Pietre del Capo: la pietra grezza e quella lavorata; la terra dura che forse mai come qui la si vede diventare opera dell'uomo, opera d'arte. Pietra nuda dell'uso civile, della civiltà agricola: è un tema dominante, la scoperta dell'elemento protagonista, in un insieme quasi stupefacente di altre componenti (paesaggio, mare, chiuse a viti e olivi, paesi bianchi, i momenti archeologici più lontani, il contesto attuale), ecco sempre riapparire la forza di questa pietra "capuana", nel suo stato ancora naturale, e nella sua essenza di testimone culturale dell'uomo e del suo tempo.
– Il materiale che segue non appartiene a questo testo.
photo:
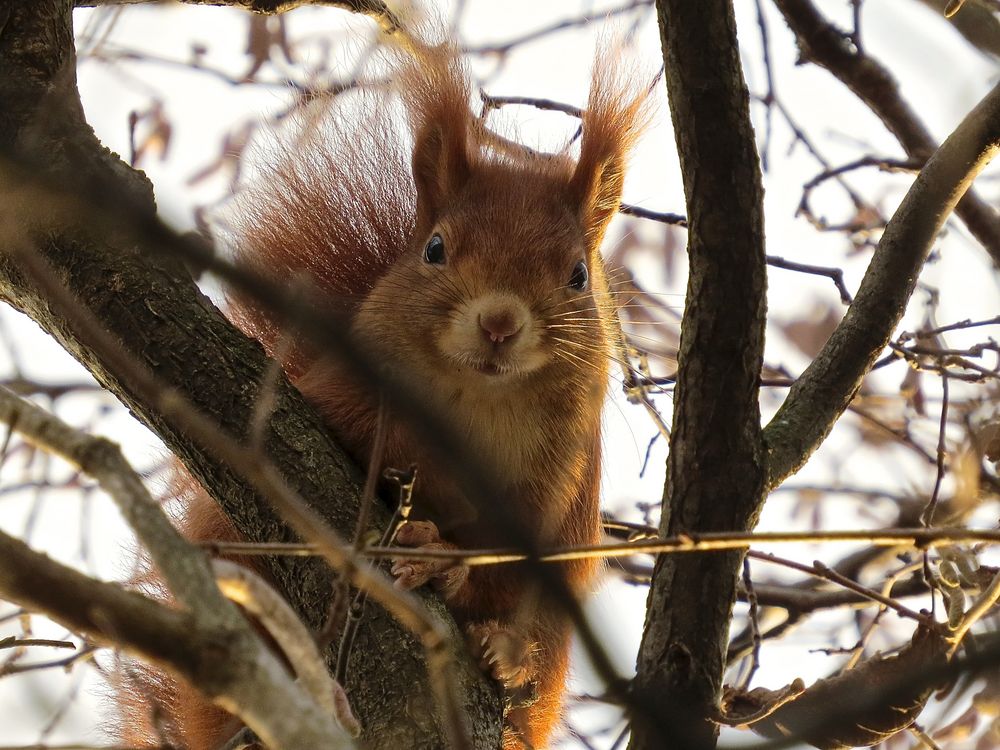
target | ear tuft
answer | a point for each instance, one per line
(435, 92)
(617, 112)
(440, 168)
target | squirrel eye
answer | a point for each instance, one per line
(434, 250)
(580, 277)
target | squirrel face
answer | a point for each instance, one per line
(500, 286)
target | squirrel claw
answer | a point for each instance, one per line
(504, 653)
(445, 575)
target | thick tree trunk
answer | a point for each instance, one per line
(149, 303)
(715, 472)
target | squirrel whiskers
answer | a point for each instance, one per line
(472, 267)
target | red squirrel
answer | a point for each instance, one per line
(475, 269)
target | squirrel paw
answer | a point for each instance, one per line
(445, 575)
(505, 653)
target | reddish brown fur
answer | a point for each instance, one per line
(351, 216)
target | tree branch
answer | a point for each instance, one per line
(164, 324)
(820, 395)
(822, 43)
(229, 664)
(715, 471)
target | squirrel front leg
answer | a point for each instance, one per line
(451, 579)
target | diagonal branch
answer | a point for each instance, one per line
(164, 324)
(819, 397)
(822, 43)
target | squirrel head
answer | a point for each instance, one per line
(503, 279)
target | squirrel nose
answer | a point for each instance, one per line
(498, 326)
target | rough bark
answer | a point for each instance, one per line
(167, 326)
(715, 472)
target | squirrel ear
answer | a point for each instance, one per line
(617, 111)
(596, 190)
(440, 168)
Rammenta Ungaretti in Puglia: "L'attimo che ci ha scosso il cuore: il divino trova qui il colore del tempo".
Si dovrebbe partire da qui, e salire a nord, nelle coordinate marittimo-interne: dalla pietra delle "tagliate", che anticipa poi le cento cattedrali e abbazie e campanili e basiliche e facciate e rosoni e absidi; dai dolmen e dai menhir, dalle grotte carsiche e dalle cripte ali' inesauribile ricchezza del romanico e del barocco. In un viaggio verticale.
"Scendere al Capo" è un viaggio innaturale.
Dentro, c'è la Grecìa: che ancora parla d'amore e di morte, di gioia e di dolore, di lavoro, di partenze, di protesta, con una lingua che in questi paesi dicono "greca", e in un'altra area, calabrese, chiamano "grecanica". I mezzi di comunicazione di massa erodono, sfaldano, corrompono: viviamo in tempi che si accelerano esponenzialmente, come in un'ansia panica di bruciare le tappe. Verso che? Versi e proverbi di Calimera, Castrignano, Sternatia, Soleto, Corigliano, Martano, entrano nelle antologie, sembrano epicedi, alti e sterilizzati nelle pagine bianche! "Capo" anche qui, l'Attica del Salento che ispirò Casciaro e Ciardo. Il Capo che ha il bianco abbagliante di Lenormant, che con una città che bianca si chiama, Leuca, culmina. Al di là, il mare nega la pietra. Non ci sono isole né continenti. E' finibusterre. Il deserto. Il confine del mondo.